Quinbrook’s plan seems to be answering these calls, with Townsville Mayor, Jenny Hill, saying “this is an especially exciting announcement because Quinbrook are not only the developers and sponsors, but also the project funders, which means the money is on the table.”
“Once the right operating partner is chosen by the company, the project can move forward at a rapid pace, subject to the normal government approvals,” Hill added.
Exactly what kind of “operating partner” Quinbrook is searching for is not yet known, nor have any exact timelines for the facility’s development been provided. Quinbrook did, however, note that the conditions of its land allocation include a strict timeline to develop the project as well as contributing to critical Lansdown infrastructure.
Quinbrook’s Senior Director Brian Restall said the company had targeted Lansdown because of its clear competitive advantages as a site for large scale manufacturing powered by renewables, logistics, site infrastructure and port access for export.
“Lansdown is close to the source of some of the best silica quartz resources in the world and it has the land and site infrastructure we need to build a truly state of the art manufacturing facility that will be powered by renewable energy,” Restall said.

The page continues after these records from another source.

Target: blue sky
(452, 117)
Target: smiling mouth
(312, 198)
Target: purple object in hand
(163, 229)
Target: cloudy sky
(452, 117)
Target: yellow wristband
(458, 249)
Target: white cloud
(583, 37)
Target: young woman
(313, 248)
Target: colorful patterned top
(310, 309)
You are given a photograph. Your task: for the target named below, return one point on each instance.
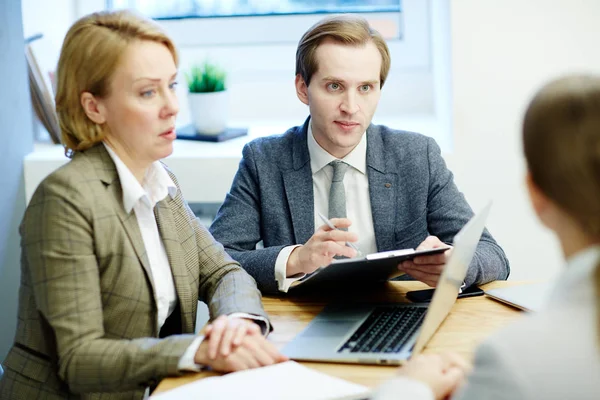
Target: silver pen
(329, 224)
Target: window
(255, 41)
(256, 22)
(160, 9)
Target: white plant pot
(209, 111)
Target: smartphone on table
(425, 295)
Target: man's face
(343, 94)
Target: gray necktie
(337, 195)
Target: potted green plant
(208, 99)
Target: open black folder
(375, 267)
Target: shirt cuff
(265, 327)
(186, 362)
(283, 282)
(405, 387)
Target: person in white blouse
(555, 353)
(113, 260)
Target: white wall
(502, 51)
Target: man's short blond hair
(344, 29)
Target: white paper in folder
(288, 380)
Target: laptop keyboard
(386, 330)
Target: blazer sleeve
(223, 285)
(58, 255)
(448, 211)
(238, 225)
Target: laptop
(387, 333)
(528, 297)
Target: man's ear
(92, 108)
(301, 89)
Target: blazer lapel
(299, 188)
(105, 170)
(383, 190)
(170, 236)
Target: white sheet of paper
(288, 380)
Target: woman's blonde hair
(88, 59)
(561, 138)
(344, 29)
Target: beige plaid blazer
(87, 320)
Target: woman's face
(141, 104)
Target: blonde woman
(554, 354)
(113, 260)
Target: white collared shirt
(358, 201)
(142, 200)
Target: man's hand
(443, 373)
(321, 248)
(427, 269)
(234, 344)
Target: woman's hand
(443, 373)
(234, 344)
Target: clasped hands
(326, 243)
(234, 344)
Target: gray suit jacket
(412, 195)
(87, 325)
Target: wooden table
(470, 321)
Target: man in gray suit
(390, 188)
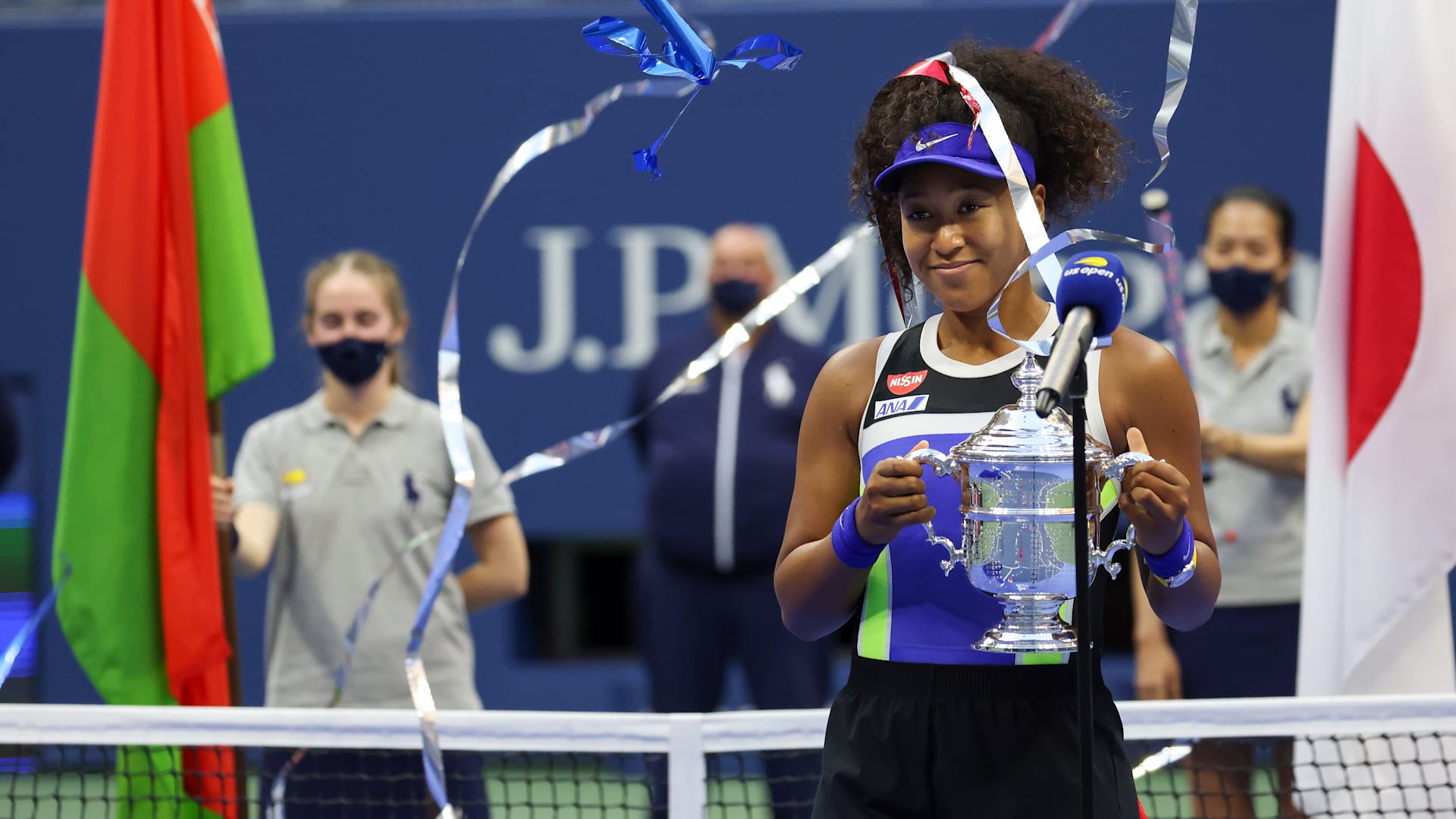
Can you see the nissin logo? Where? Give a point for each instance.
(906, 382)
(897, 406)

“Close proximity to the port and multiple transport corridors make it a very compelling location for energy intensive, export driven ‘green’ manufacturing.”
“We have strong relationships with and are a major customer of leading solar and battery manufacturers across the globe – meaning components manufactured here in Townsville will be exported to these leading manufacturers and made into finished solar modules and batteries.
“Our aim is that Quinbrook will ultimately purchase that equipment for our global power generation projects with total confidence in the supply chain that produced them,” Restall added.
The Lansdown Eco-Industrial Precinct is seeking to co-locate clean energy generation with industrial and manufacturing facilities across 2,200 hectares of dedicated land south of Townsville. It was declared a project of state significance by the Queensland government in March this year, 2023.
The Precinct is aiming to be Northern Australia’s first environmentally sustainable advanced manufacturing, technology and processing hub. Among the companies working on projects at Lansdown are Edify Energy and Queensland Pacific Metals.
In 2022, renewables developer Edify Energy became the first to be granted development approval to build and operate a green hydrogen production plant of up to 1 GW, as well as a behind-the-meter solar and battery storage facility within the Lansdown Eco-Industrial Precinct.
Meanwhile, Queensland Pacific Minerals is developing a project dubbed the Townsville Energy Chemicals Hub (TECH) project, seeking to refine ore to produce battery-grade nickel and cobalt sulphate for battery manufacturing. The TECH project is aiming to refine approximately 1.6 million tonnes of ore annually.
Magnis Energy Technologies, an Australian graphite miner turn integrated lithium battery company, had initially announced plans to build an 18 GWh lithium-ion battery cell manufacturing facility at Lansdown, but quietly abandoned that plan in February, 2023.
Nonetheless, the Queensland government is throwing its support behind Lansdown, and on Monday announced a $1.3 billion package to progress work on CopperString 2032, a transmission project which would connect Queensland’s North West Minerals Province to Australia’s national grid around Townsville.
With Lansdown located in Townsville, the CopperString 1,100-kilometre, high voltage electricity transmission network would open up tracts of land previously closed to solar and wind development to enable more green energy, and ultimately more green manufacturing, in the Northern Queensland region.